Child-labour rates have shot up; a Turkish factory that makes clothing for Western brands recently tumbled into scandal when campaigners found Syrian refugee children working there. Meanwhile, 35 per cent of all marriages registered in Zaatari camp involve girls under the age of 18.
That's not the way Ms. Almellehan was raised. Like Ms. Yousafzai, her father was a schoolteacher. Both young women were raised to believe that education was paramount, the only route to overcoming the situation around them.
Ms. Almellehan began her campaign by lobbying her Zaatari classmates to resist pressure from their parents and to remain in school. She eventually became an unofficial ambassador for Save The Children and UNICEF, joining aid workers as they visited troubled families to try to convince them of the importance of education.
She got predictable pushback as a girl advocating for change in a male-dominated culture.
"I faced many difficulties," she says – particularly from the fathers of young girls, who told her she should end her campaigning.

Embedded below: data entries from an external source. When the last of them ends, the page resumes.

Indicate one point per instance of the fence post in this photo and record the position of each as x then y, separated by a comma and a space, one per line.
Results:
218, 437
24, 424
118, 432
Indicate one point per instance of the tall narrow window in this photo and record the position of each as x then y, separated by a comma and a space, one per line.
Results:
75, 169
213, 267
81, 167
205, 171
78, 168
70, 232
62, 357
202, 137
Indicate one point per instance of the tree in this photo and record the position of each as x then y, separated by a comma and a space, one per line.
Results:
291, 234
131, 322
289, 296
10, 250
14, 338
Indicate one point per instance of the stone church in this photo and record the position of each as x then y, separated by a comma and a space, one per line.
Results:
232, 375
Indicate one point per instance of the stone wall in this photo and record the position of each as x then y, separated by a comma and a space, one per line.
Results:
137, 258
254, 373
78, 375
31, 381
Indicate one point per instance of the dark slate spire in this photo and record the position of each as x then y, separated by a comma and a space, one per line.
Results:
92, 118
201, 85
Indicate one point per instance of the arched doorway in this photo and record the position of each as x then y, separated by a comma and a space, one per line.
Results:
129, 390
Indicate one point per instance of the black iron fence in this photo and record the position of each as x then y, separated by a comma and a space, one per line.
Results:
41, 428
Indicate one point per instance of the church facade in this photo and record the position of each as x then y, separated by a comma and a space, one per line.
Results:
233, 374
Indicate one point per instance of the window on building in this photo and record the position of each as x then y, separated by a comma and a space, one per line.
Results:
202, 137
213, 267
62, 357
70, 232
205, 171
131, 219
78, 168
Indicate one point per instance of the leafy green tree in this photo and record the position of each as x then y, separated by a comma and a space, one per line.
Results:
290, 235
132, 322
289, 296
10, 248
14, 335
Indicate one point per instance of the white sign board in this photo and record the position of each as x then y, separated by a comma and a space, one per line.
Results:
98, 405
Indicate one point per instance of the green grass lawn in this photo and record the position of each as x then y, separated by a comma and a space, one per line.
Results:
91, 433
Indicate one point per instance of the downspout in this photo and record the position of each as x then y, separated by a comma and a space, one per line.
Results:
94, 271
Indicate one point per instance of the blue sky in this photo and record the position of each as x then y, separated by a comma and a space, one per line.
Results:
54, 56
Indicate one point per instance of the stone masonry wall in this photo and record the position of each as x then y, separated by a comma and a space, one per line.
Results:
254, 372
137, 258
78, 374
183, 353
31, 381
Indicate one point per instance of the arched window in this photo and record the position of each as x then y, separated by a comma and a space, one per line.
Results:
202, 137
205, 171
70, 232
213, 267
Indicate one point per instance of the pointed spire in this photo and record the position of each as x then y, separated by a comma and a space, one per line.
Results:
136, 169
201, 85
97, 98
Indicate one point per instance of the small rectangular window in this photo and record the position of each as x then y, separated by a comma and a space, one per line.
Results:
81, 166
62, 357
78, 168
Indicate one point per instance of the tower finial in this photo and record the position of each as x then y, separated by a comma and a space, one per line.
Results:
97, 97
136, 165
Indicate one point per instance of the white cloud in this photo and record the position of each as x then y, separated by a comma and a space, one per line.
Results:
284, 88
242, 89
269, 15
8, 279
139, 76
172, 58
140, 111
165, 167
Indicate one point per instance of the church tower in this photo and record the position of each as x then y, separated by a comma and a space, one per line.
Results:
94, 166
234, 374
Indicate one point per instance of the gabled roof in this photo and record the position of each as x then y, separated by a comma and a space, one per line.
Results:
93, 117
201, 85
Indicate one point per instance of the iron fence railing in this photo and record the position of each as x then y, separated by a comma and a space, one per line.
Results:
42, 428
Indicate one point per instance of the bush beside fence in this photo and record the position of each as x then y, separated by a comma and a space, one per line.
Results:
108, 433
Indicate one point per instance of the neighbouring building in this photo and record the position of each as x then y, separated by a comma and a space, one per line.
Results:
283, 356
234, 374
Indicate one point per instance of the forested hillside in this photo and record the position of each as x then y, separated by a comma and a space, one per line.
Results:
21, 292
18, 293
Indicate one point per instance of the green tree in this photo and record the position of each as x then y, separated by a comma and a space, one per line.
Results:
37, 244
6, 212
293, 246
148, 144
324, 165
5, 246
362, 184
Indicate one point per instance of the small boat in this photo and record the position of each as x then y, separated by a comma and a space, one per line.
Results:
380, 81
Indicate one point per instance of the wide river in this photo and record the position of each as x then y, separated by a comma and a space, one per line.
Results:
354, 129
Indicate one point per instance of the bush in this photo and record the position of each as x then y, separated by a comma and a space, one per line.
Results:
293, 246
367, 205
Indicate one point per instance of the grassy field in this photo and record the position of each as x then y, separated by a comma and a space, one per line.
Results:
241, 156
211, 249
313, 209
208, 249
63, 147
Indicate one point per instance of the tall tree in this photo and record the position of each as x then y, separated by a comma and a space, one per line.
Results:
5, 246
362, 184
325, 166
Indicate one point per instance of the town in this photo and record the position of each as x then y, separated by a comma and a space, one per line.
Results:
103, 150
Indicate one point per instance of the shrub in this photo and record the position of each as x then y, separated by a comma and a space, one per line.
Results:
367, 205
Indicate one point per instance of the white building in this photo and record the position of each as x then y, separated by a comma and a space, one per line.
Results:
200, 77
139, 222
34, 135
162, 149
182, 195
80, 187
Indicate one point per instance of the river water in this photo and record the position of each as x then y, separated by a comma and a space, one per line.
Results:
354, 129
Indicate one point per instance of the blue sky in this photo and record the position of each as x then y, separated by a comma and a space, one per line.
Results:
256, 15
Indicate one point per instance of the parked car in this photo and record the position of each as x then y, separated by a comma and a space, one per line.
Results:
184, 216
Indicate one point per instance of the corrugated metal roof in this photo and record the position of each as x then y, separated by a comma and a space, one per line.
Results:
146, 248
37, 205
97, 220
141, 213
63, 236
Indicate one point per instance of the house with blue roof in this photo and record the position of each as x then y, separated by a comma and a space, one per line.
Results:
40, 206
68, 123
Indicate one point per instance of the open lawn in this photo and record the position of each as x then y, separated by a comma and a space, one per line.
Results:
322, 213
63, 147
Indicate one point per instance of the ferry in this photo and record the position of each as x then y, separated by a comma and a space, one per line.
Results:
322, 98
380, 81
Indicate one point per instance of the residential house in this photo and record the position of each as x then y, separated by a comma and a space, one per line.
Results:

She shrugs it off now: "It made me stronger."
Her own father, Rakan, watches her with evident amazement. "I am so proud, as a teacher, to see my daughter fighting for education," he says, speaking in Arabic.
Ms. Almellehan and her family turned down several earlier opportunities to leave Jordan and move to a Western country because she wanted to remain and continue her advocacy work. But when Muzoon turned 16, her father convinced her it was finally time to prioritize her own educational needs, and her dreams of attending a Western university and becoming a journalist.
The family was offered a move to Sweden but declined, fearing that learning the language would prove too high a barrier to leap. They instead accepted an opportunity to move to Newcastle, only to find out that the English Ms. Almellehan mastered while helping aid workers in Zaatari was rather different from the Geordie accent – which some consider a dialect of its own – that rolls off tongues in this port city near England's border with Scotland.
"When I came here, I thought my English was good, but when I first arrived, I couldn't understand anything," she says with a giggle. Her parents, who arrived without her English skills, found the transition even more difficult than she did.
But Ms. Almellehan, who is relentlessly upbeat, says that's been the only hiccup in her integration so far. Despite a rash of anti-immigrant incidents in Britain since the country voted in June to leave the European Union, she says she and her family haven't experienced any overt racism here.
Instead, she gently criticizes her fellow refugees for expecting too much too fast from their host countries, while not doing enough to understand the cultures they've arrived in. "The responsibility is to be active in the community. We should help and be positive. We should respect [the English] and they will respect us," she says. "Most [refugees] came here to get a good life. Not me. I came to be active in this country and to support this country."
But England, she says, is only home for now."I will go back to Syria as a strong person to rebuild my country again," she vows. "And I won't go back alone."